Edit: just realised you know about low level formatting but can't write disks, hopefully someone has a smarter way to delete the partition info via debug or similar if Al's suggestion does not work.

Chuck(G)
October 2nd, 2013, 09:32 PM
..alternatively, if you don't have the formatter in your BIOS, you can simply wipe out the MBR and allow FDISK to start with a blank partition table.
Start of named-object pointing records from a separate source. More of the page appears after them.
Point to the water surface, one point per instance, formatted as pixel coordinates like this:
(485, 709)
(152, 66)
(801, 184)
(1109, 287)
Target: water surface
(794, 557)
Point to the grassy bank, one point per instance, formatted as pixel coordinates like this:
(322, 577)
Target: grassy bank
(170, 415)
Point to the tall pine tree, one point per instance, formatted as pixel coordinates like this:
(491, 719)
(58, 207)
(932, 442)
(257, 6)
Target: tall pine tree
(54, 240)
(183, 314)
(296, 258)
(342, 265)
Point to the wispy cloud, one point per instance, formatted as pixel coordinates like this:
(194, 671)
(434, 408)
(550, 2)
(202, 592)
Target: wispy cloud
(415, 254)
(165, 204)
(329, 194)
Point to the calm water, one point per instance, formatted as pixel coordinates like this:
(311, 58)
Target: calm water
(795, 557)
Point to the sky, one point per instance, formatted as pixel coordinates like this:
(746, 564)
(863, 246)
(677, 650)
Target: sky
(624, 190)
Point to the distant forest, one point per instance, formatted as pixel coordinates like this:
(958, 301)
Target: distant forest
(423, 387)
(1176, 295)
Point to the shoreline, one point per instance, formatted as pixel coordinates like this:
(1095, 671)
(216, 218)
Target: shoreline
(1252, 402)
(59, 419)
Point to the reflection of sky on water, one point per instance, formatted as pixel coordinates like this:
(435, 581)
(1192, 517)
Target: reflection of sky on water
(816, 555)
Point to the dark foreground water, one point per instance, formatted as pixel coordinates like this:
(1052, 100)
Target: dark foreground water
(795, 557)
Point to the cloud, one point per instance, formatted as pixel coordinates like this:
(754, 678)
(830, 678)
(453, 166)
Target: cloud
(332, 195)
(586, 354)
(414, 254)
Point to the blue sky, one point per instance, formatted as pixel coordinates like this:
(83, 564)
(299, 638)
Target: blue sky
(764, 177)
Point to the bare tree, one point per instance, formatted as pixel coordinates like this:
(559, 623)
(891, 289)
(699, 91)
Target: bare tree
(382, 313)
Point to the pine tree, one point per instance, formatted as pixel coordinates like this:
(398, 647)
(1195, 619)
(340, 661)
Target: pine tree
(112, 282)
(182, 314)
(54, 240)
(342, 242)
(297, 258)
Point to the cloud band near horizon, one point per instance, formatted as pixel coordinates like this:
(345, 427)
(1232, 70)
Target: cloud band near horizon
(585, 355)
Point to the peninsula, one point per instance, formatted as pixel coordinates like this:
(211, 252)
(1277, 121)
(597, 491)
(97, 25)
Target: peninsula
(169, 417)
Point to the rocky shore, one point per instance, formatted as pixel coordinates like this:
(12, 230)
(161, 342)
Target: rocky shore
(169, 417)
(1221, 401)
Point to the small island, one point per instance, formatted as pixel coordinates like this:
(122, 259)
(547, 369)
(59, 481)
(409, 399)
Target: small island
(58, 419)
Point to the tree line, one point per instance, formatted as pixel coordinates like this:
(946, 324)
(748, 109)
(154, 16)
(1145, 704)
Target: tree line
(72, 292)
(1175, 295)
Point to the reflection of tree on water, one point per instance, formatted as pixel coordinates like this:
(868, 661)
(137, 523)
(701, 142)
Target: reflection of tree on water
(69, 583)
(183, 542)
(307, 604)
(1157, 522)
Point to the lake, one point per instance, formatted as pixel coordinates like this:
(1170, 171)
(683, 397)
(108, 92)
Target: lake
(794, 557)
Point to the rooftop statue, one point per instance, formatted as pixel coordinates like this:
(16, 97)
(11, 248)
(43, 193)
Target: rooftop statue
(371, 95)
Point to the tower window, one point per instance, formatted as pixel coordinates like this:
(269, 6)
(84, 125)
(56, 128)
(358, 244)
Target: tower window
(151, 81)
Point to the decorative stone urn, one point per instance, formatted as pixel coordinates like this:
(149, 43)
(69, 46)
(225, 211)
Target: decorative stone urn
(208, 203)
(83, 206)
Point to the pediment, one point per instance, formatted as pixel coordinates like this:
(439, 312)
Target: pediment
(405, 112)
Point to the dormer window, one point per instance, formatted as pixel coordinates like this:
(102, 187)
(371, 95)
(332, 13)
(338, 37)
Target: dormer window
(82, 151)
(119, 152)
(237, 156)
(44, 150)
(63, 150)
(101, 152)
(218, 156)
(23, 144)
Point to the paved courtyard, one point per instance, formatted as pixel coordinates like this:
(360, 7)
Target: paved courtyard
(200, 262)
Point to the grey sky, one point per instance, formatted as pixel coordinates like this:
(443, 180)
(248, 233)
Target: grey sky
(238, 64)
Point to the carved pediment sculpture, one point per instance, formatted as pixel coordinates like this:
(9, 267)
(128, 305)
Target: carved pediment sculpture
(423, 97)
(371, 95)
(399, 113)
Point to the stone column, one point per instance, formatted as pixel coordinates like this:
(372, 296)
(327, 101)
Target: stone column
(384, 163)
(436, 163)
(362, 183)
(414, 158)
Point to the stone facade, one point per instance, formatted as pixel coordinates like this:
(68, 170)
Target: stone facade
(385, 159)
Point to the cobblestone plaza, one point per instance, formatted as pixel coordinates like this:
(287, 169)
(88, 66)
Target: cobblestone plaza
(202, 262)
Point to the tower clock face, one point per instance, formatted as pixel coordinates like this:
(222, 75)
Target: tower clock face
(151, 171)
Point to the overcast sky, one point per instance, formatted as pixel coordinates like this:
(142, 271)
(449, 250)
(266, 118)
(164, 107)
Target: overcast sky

Thusly (your entries are in boldface):


A:\>DEBUG
-f200 l200 0
-a100
0AE8:0100 mov ax,0301
0AE8:0103 mov bx,200
0AE8:0106 mov cx,1
0AE8:0109 mov dx,80
0AE8:010C int 13
0AE8:010E int 3
0AE8:010F
-g=100
-q

Then re-run FDISK and you should see an empty partition table.

modem7
October 2nd, 2013, 11:38 PM
I want to install DOS on my PC/XT's 10 Meg hard drive.
...
Supposedly DEBUG can low level format a hard drive.
...
The controller card says XEBEC and the hard drive looks old and expensive

A Xebec controller and 10MB drive in an IBM XT (IBM 5160).
That is probably the Xebec-made-for-IBM controller with a Seagate ST-412 drive.
If that is the case, all the info you should need is at:

1. Goto http://www.minuszerodegrees.net/index.htm
2. Select option 'IBM 5160 - IBM/Xebec HDD Controllers Supplied'

I'm surprised that someone didn't point you to that earlier.


Then SYS C: ?
For after the low-level format, an FDISK/FORMAT procedure is [here (http://www.minuszerodegrees.net/hdd/hdd_fdisk_format_dos33.htm)]

SpidersWeb
October 3rd, 2013, 01:33 PM
I'm surprised that someone didn't point you to that earlier.

hah yeah, specifically this: http://www.minuszerodegrees.net/ibm_xebec/ibm_xebec_llf_debug.htm

I didn't know you had the debug routine in there.

jonnymacuser
October 7th, 2013, 09:06 PM
This works very well, thank you.




A:\>DEBUG
-f200 l200 0
-a100
0AE8:0100 mov ax,0301
0AE8:0103 mov bx,200
0AE8:0106 mov cx,1
0AE8:0109 mov dx,80
0AE8:010C int 13
0AE8:010E int 3
0AE8:010F
-g=100
-q


Turned out I didn't *need* to do a low-level format with DEBUG (I found FDISK on DOS 6 would work for some reason).

However, after running the above assembly code & FORMAT, I noticed a few extra bytes of space (i.e., from 10.1 to 10.4 MB).

What does the code do?

Chuck(G)
October 7th, 2013, 10:10 PM
You may have run across the difference in what constitutes a "megabyte".

For example, you'd expect a 1.44M floppy to contain 1,440,000 bytes, right? Well, that isn't the situation. It contains 1,440 x 1024 bytes or 1,474,560 bytes.

Hard disk manufacturers are notorious for calling a megabyte 1,000,000 bytes. What's wrong with that? Well, a megabyte of memory is 220 bytes, or 1,048,576 bytes. It's all tied up in the difference between "binary" and "decimal" expressions of megabytes. Hard disk makers used the smaller "decimal" megabyte because it made their disks look bigger. Memory chip makers use the "binary" megabyte, because to use anything else looks silly.

And floppy disk manufacturers couldn't make up their minds, so they used both.

Don't think about it too much--it'll give you a headache. Then it'll drive you to drink.

(FWIW, that's why I use the the terms 1.44M and 2.88M for floppies, rather than 1.44MB and 2.88MB, which would be a lie).